On October 4, Disneyland officially increased the prices of all tickets, passes and parking on their website. Most notably, the park removed their $779 premium annual passes, and a “Signature Plus Passport” was introduced for a price of $1,049. This is a price increase of $270, which is nearly a 35 percent increase from the $779 annual pass. Having recently announced its plans for a Star Wars Land, Disney fans should not be too surprised that Disney raised its prices. When Disney opened Cars Land, they increased its prices in a similar fashion. In addition to the park expansion, Disneyland has been experiencing record attendance rates, and Suzi Brown, a Disneyland spokeswoman, states that “[Disneyland’s] new selection of annual passes will help [Disneyland] manage strong demand.” While it is necessary for Disney to raise prices according to projected needs, it is not fair for the company to dramatically raise prices on their loyal fans.
If prices were raised in response to inflation of the U.S. dollar, many people would understand, but Disney’s recent price hikes have not paced themselves with inflation of the dollar.
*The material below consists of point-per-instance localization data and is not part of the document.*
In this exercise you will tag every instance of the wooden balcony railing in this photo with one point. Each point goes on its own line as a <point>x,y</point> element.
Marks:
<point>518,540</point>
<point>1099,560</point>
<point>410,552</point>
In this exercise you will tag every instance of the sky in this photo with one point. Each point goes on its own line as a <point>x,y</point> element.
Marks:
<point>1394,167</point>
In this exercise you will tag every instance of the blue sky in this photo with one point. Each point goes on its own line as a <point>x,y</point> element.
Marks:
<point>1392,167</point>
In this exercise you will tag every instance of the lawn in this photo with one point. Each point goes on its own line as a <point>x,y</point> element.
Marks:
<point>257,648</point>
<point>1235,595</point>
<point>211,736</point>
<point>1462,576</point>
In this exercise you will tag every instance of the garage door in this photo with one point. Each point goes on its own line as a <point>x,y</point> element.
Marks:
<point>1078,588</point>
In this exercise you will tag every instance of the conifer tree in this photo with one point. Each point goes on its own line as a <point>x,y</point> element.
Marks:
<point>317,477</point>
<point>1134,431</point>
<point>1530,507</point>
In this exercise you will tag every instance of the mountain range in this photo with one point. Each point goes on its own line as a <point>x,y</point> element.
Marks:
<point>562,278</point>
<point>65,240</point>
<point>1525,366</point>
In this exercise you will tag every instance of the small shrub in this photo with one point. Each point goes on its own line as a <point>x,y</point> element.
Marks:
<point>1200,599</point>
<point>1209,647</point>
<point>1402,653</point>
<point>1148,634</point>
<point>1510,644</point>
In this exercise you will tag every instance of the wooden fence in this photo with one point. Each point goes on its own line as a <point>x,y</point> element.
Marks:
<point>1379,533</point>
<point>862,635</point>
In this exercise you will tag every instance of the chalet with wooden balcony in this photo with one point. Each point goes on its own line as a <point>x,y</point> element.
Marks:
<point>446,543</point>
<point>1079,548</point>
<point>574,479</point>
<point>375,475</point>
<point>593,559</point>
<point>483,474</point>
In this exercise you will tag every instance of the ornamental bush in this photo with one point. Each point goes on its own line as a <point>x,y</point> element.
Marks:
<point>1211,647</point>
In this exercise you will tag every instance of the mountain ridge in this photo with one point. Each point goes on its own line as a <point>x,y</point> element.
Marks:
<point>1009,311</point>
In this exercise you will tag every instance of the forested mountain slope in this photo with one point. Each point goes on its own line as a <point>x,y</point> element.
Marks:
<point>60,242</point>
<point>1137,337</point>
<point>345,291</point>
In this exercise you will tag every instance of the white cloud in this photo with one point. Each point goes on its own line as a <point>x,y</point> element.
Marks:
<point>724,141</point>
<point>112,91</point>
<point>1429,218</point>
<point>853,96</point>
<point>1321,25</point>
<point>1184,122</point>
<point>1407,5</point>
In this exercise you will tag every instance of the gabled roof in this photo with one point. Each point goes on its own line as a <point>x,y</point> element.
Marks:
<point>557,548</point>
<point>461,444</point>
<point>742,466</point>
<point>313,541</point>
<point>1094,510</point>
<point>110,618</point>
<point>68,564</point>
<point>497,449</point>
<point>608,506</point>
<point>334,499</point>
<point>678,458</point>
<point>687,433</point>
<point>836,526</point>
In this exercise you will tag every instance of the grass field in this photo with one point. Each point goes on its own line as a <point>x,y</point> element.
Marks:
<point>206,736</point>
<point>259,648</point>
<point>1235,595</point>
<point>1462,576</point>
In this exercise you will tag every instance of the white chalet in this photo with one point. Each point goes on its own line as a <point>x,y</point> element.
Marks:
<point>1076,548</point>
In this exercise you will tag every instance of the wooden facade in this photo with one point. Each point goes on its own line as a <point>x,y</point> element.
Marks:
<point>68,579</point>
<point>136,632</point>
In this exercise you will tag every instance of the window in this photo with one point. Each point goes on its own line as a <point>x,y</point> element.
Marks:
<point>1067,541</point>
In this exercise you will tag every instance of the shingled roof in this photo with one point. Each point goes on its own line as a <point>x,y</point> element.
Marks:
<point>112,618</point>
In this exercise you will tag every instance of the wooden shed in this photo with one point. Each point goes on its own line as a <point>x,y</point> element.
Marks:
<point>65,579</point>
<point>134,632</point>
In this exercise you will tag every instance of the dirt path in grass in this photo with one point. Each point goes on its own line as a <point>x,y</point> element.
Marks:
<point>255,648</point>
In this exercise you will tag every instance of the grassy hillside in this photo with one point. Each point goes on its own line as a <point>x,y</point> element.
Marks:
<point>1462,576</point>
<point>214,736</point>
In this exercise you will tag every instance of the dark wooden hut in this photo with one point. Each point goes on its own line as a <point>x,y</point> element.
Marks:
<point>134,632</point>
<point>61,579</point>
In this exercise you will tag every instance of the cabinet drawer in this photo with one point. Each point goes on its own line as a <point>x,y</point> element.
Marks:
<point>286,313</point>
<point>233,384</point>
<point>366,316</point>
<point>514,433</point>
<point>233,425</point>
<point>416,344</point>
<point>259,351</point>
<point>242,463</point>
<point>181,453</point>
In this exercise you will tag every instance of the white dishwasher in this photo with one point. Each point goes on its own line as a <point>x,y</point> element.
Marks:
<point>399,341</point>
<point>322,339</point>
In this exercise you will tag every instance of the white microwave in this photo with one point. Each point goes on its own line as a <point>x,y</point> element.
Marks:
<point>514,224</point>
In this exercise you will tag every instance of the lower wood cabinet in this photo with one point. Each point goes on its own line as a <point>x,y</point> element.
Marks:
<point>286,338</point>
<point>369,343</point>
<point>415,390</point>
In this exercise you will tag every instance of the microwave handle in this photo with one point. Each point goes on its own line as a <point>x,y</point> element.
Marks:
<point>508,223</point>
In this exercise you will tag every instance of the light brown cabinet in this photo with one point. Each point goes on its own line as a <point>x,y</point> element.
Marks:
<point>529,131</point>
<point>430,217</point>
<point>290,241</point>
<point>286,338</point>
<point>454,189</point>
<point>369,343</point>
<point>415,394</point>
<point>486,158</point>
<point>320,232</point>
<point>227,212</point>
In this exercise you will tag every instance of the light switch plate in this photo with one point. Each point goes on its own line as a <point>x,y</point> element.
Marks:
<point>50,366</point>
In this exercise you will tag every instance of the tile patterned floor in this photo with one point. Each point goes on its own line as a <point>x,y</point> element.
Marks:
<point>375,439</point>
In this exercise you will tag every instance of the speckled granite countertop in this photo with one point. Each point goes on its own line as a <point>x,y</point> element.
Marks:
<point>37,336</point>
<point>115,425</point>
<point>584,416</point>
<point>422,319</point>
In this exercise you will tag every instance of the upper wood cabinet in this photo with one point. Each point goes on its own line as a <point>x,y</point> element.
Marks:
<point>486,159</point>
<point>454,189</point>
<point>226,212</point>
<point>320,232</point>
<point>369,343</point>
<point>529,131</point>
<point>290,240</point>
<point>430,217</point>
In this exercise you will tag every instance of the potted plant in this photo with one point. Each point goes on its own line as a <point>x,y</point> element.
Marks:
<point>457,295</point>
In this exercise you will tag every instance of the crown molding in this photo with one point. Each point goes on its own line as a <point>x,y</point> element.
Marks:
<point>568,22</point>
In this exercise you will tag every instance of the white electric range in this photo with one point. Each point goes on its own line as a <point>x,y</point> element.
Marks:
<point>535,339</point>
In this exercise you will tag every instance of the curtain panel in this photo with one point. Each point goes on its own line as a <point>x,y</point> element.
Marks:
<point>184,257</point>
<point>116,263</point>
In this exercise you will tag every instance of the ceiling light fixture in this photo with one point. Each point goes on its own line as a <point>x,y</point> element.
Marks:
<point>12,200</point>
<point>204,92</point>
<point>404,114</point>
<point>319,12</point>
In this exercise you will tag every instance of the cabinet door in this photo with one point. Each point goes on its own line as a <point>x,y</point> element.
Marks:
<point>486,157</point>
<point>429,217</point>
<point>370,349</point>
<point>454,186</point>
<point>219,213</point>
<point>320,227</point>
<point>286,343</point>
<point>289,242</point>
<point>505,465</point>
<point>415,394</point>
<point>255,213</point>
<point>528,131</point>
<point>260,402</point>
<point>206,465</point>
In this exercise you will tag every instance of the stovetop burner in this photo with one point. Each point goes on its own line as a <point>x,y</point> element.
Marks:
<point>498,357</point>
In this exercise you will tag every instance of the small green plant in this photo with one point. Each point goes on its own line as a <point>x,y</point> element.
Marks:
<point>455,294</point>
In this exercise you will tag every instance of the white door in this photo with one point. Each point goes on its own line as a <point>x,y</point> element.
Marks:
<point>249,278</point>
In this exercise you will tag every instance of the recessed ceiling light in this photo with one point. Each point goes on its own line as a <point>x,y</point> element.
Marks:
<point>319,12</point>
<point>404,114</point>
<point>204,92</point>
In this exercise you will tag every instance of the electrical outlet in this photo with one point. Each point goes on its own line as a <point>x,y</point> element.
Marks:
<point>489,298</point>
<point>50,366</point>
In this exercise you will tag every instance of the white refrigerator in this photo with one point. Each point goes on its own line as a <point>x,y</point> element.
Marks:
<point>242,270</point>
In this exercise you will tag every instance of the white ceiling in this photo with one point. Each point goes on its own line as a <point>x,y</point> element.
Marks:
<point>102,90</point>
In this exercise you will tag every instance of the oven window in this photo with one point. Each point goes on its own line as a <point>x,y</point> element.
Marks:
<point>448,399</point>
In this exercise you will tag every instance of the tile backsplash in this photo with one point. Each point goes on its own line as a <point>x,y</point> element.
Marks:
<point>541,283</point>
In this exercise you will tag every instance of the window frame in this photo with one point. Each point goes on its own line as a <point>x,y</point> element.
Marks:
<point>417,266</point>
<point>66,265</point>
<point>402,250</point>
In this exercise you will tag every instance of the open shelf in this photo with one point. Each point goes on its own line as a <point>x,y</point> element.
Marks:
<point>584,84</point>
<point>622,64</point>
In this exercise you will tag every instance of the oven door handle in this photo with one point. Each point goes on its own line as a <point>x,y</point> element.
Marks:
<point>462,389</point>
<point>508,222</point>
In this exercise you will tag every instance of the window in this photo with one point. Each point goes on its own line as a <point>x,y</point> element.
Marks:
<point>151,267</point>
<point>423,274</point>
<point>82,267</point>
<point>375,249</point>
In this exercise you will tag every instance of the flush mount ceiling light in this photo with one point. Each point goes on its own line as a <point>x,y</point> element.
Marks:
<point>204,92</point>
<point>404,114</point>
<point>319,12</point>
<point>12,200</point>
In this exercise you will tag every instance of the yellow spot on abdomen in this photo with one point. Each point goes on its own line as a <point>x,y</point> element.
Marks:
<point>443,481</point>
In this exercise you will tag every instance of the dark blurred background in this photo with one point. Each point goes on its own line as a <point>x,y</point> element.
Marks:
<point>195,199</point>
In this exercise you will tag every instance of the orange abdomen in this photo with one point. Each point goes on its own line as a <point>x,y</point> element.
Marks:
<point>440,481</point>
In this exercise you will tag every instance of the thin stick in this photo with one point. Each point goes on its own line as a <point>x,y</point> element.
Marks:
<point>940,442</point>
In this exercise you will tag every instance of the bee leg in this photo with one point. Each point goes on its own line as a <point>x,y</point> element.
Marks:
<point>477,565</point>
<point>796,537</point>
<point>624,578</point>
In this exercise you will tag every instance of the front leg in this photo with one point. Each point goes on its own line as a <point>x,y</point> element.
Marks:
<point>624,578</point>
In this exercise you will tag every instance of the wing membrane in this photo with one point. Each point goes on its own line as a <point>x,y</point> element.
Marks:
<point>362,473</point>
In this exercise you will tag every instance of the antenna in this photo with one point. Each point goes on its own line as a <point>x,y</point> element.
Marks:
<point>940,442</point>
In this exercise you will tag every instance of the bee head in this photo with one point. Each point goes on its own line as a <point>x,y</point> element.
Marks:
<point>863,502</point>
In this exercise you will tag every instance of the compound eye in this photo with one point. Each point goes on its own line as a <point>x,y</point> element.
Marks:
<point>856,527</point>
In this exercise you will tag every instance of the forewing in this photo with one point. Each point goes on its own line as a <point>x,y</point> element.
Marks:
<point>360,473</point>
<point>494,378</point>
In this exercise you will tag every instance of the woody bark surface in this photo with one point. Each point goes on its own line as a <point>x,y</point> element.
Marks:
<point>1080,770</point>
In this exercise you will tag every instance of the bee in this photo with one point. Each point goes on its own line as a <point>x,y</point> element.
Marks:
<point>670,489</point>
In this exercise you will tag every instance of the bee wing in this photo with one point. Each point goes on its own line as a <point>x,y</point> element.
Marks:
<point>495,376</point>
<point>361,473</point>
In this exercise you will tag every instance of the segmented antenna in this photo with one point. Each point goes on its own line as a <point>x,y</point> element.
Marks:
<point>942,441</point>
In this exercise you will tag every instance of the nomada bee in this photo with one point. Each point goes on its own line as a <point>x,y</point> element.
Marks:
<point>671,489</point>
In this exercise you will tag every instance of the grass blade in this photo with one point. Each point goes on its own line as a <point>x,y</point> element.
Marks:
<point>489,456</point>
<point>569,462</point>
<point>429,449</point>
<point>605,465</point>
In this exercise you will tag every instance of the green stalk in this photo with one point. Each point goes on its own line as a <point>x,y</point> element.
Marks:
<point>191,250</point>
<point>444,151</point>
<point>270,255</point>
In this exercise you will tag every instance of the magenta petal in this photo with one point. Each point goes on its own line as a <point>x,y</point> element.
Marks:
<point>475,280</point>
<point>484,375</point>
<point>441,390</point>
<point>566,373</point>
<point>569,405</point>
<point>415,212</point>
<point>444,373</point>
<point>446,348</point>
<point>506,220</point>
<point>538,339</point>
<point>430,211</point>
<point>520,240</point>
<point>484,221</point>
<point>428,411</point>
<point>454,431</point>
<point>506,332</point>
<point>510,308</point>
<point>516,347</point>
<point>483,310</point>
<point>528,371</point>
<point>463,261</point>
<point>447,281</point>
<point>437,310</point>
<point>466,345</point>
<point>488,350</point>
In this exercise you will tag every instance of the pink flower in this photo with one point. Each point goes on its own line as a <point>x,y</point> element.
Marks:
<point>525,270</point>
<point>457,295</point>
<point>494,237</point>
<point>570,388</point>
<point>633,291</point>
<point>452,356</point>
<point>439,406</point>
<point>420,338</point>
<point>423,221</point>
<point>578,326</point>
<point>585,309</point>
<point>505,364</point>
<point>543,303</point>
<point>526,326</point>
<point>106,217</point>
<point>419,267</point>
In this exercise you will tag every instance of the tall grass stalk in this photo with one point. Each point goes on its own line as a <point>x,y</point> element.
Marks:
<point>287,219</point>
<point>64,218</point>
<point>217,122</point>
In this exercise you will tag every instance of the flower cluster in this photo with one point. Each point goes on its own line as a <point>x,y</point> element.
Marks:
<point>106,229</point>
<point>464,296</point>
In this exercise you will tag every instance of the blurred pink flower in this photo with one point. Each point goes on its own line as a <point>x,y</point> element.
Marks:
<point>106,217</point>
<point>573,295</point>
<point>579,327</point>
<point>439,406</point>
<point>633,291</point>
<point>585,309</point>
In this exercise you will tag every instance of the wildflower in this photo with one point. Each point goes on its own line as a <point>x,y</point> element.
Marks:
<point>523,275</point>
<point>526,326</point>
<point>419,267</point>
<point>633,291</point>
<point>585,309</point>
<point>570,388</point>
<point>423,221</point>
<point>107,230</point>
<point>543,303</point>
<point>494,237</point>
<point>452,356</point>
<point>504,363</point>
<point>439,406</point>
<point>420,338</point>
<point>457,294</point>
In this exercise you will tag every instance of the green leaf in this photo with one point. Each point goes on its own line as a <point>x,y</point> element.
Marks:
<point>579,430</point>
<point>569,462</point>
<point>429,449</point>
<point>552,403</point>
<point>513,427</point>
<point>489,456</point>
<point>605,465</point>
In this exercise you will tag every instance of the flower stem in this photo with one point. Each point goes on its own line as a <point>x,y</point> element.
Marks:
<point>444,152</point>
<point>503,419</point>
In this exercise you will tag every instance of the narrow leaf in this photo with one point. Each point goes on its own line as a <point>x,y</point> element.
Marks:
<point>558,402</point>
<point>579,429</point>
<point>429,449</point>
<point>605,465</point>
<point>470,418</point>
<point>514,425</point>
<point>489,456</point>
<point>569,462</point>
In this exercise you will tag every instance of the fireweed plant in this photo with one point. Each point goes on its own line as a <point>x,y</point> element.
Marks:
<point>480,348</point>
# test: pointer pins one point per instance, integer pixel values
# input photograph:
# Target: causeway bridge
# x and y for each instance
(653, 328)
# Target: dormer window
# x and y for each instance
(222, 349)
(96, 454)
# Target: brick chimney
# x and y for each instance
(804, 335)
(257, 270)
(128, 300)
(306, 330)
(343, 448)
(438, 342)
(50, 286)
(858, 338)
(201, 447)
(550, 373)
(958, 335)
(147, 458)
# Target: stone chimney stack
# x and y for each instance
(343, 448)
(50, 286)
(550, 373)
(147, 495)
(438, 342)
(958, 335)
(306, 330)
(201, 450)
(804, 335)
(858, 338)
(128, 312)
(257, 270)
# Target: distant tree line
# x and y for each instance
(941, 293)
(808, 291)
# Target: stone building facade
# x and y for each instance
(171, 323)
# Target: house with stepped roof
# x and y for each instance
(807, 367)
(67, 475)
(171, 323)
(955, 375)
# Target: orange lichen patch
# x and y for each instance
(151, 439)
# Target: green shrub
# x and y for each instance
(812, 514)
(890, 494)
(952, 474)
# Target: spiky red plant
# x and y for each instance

According to Michael Hiltzik’s article in the Los Angeles Times, “[ the cost of Disneyland’s premium pass] more than tripled from $329 in 2004 to $1,049 now, a period in which inflation should have added only about 25% to the price.” If Disney adjusted its prices according to inflation, the cost of the best pass would be $411.25. While price increases are pretty usual behavior, this increase is disproportionate with the history of Disney price increases.
It cannot be denied that one of Disney’s jobs is to keep the park exciting for its patrons. Disney wants to expand and introduce new attractions, such as the aforementioned construction of Star Wars Land, which will be on a 14-acre plot. In order to build this park, Disney needs money, because expansion is not a cheap task. While it is unknown how much this project would cost, one can estimate the costs based on the most recent expansion: Cars Land. This attraction is a 12-acre plot that opened its doors in 2012, and it is said to have cost around five years of labor and 1.1 billion dollars. It is safe to say that Star Wars Land should be around the same ballpark range in terms of price and construction time. In addition, the completed park will increase the cost of operation as well, but one must ask if it is justified for Disney to charge customers so much.
Another of Disney’s statements is that it has too many visitors, but it cannot be helped that Disney is so popular among consumers. Many people grew up enjoying the creations of Disney. For many, the world of Disney means something special and Disneyland is a physical representation of their childhood. It does not matter too much which facet of Disney is one’s favorite, because they are all at Disneyland in some shape or form. The park has everything from the first Mickey Mouse to Star Wars. So, loyal fans faithfully invest a lot of money and energy in order to visit Disneyland.
However, most people do not have or are not able to spend such a large sum to accommodate Disney’s price hikes. It is unfair for many loyal fans, who may be discouraged from visiting, because Disney implies that the happiest place on earth is only for those who can afford it.
Though Disneyland may be trying to do good for its fans by thinning the crowds and providing more attractions, the massive increase of prices is not the correct way, because the move alienates many Disney fans. What Disney is charging now is not a meager sum for most fans. Price increases may be inevitable, but Disney should only charge so much for experiencing a piece of one’s childhood. Expansions, inflation and record attendance do not justify Disney’s rapid price increase.